Les exemples ne manquent pas dans le passé de coureurs qui, malgré de graves commotions cérébrales, des fractures de la clavicule, du poignet, des côtes et même du bassin, ont obstinément poursuivi leur calvaire, contre toute raison. Lors du Tour de France de cette année, le Français Dorian Godon a roulé jusqu’à Paris avec quatre côtes cassées et une lésion vertébrale. Il a terminé 136e.

Courageux, héroïque

« Héroïque », « courageux », « persévérance », « caractère », « au service de l’équipe » : tels sont les termes élogieux que l’on entend à l’égard de quelqu’un qui, dans d’autres circonstances, aurait été mis au lit et n’aurait pas été autorisé à se rendre au bureau pendant plusieurs semaines pour cause d’incapacité de travail. Cela ne s’applique pas à cette profession, qui semble apparemment au-dessus de toutes les lois de la médecine.

Depuis la période du Covid et la prise de conscience qui a suivi l’arrêt cardiaque de Sonny Colbrelli – qui, malgré une infection et de la fièvre, a continué à sprinter avec force jusqu’au défibrillateur et à la fin de sa carrière –, de nombreuses équipes et de nombreux coureurs sont devenus plus prudents – Dieu merci.

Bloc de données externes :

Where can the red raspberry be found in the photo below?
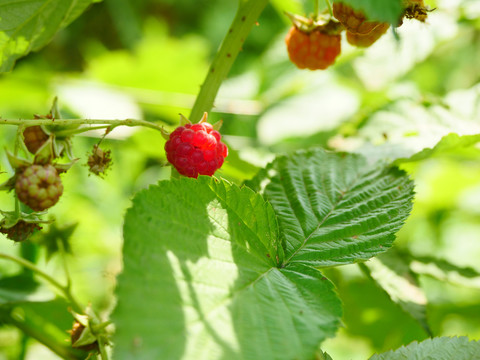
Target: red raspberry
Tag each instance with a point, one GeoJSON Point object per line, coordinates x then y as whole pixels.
{"type": "Point", "coordinates": [368, 39]}
{"type": "Point", "coordinates": [315, 50]}
{"type": "Point", "coordinates": [354, 21]}
{"type": "Point", "coordinates": [196, 150]}
{"type": "Point", "coordinates": [39, 187]}
{"type": "Point", "coordinates": [20, 231]}
{"type": "Point", "coordinates": [34, 138]}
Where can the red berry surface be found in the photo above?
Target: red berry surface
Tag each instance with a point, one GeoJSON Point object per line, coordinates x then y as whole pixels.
{"type": "Point", "coordinates": [196, 150]}
{"type": "Point", "coordinates": [353, 20]}
{"type": "Point", "coordinates": [39, 187]}
{"type": "Point", "coordinates": [314, 50]}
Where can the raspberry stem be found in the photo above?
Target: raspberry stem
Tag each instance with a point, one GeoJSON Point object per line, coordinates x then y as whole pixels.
{"type": "Point", "coordinates": [246, 17]}
{"type": "Point", "coordinates": [329, 6]}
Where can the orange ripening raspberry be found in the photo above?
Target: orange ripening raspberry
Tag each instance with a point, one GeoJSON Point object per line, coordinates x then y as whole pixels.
{"type": "Point", "coordinates": [416, 9]}
{"type": "Point", "coordinates": [354, 21]}
{"type": "Point", "coordinates": [368, 39]}
{"type": "Point", "coordinates": [315, 50]}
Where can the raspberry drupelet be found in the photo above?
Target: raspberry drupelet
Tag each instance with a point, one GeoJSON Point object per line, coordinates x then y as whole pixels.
{"type": "Point", "coordinates": [196, 149]}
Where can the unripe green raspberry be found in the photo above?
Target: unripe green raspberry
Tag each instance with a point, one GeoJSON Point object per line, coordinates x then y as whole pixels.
{"type": "Point", "coordinates": [20, 231]}
{"type": "Point", "coordinates": [39, 187]}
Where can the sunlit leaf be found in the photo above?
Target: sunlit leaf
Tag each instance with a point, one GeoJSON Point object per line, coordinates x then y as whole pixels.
{"type": "Point", "coordinates": [448, 143]}
{"type": "Point", "coordinates": [391, 272]}
{"type": "Point", "coordinates": [334, 208]}
{"type": "Point", "coordinates": [29, 25]}
{"type": "Point", "coordinates": [441, 348]}
{"type": "Point", "coordinates": [202, 280]}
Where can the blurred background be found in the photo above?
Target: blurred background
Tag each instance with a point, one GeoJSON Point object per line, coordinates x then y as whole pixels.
{"type": "Point", "coordinates": [146, 59]}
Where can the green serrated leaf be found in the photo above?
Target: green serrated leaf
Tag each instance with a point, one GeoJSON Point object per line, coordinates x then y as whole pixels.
{"type": "Point", "coordinates": [379, 10]}
{"type": "Point", "coordinates": [29, 25]}
{"type": "Point", "coordinates": [448, 143]}
{"type": "Point", "coordinates": [441, 348]}
{"type": "Point", "coordinates": [201, 280]}
{"type": "Point", "coordinates": [335, 208]}
{"type": "Point", "coordinates": [392, 273]}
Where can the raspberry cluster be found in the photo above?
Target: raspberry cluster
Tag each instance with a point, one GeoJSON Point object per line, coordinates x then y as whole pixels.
{"type": "Point", "coordinates": [39, 186]}
{"type": "Point", "coordinates": [196, 149]}
{"type": "Point", "coordinates": [354, 21]}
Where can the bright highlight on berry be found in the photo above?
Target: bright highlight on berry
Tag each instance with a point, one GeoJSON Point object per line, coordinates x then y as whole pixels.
{"type": "Point", "coordinates": [39, 187]}
{"type": "Point", "coordinates": [196, 149]}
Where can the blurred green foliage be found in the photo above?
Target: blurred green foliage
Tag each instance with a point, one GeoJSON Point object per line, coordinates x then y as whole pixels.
{"type": "Point", "coordinates": [147, 59]}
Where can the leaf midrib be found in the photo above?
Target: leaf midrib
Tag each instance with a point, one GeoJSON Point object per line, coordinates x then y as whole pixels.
{"type": "Point", "coordinates": [325, 218]}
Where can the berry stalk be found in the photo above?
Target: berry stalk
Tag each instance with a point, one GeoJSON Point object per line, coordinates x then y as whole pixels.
{"type": "Point", "coordinates": [246, 17]}
{"type": "Point", "coordinates": [34, 122]}
{"type": "Point", "coordinates": [62, 350]}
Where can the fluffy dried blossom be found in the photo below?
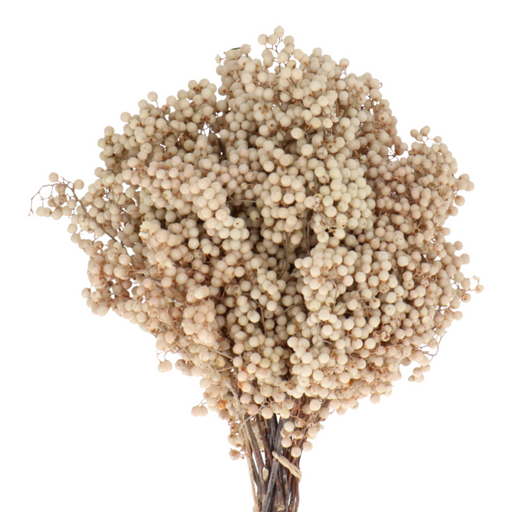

Mais apparemment, certaines équipes, certains médecins et certains coureurs restent sourds aux dangers des problèmes cardiaques indéniablement liés à la pratique sportive en cas de fièvre, tant à court qu’à long terme.

La liste des coureurs ayant subi des arrêts cardiaques, des troubles du rythme cardiaque, des implantations de défibrillateurs, et malheureusement aussi des décès, est devenue interminable.

Cian Uijtdebroeks, un jeune coureur sensé et très talentueux, est maintenu dans l'arène pendant deux étapes consécutives, alors que toute personne dotée de bon sens, même sans aucune formation médicale, prendrait une autre décision.

Pas de réel suivi médical

« Il y a bien sûr toujours une certaine pression de la part de l’équipe pour continuer », et « mon cœur est surveillé chaque jour à l’hôpital » sont deux affirmations qui ne tiennent ni route, ni sur le plan éthique, ni sur le plan médical. Les problèmes cardiaques peuvent se développer tardivement et aucun examen ne permet de les détecter à un stade précoce. La prévention est le seul remède et, pour cela, un simple thermomètre à cinq euros suffit, pas une IRM.

Il est grand temps que nous cessions de glorifier la souffrance dans le cyclisme. Les coureurs qui souhaitent courir malgré des fractures, de la fièvre, des blessures et des infections graves doivent être protégés contre eux-mêmes (et contre les autres). Pratiquement aucun coureur qui s’est présenté au départ alors qu’il était malade n’a réussi à obtenir un résultat lors d’une course par étapes de plusieurs jours. Mais beaucoup ont fini par développer des problèmes mentaux ou physiques irréversibles.

L’UCI, l’instance dirigeante du cyclisme, devrait mettre en place une équipe médicale indépendante chargée de retirer les coureurs de la course si nécessaire. Cela va à l’encontre des intérêts commerciaux des équipes, mais c’est dans l’intérêt de la santé physique et mentale du sportif.

Laisser des coureurs sur leur vélo malgré des signaux d’alerte médicaux est non seulement inacceptable d’un point de vue médico-sportif, mais constitue également une violation de toutes les règles relatives au respect de l’intégrité humaine.

Le Dr Tom Teulingkx est médecin du sport, président de l'Association des médecins du sport et des médecins d'examen (SKA) et médecin fédéral de Belgian Cycling.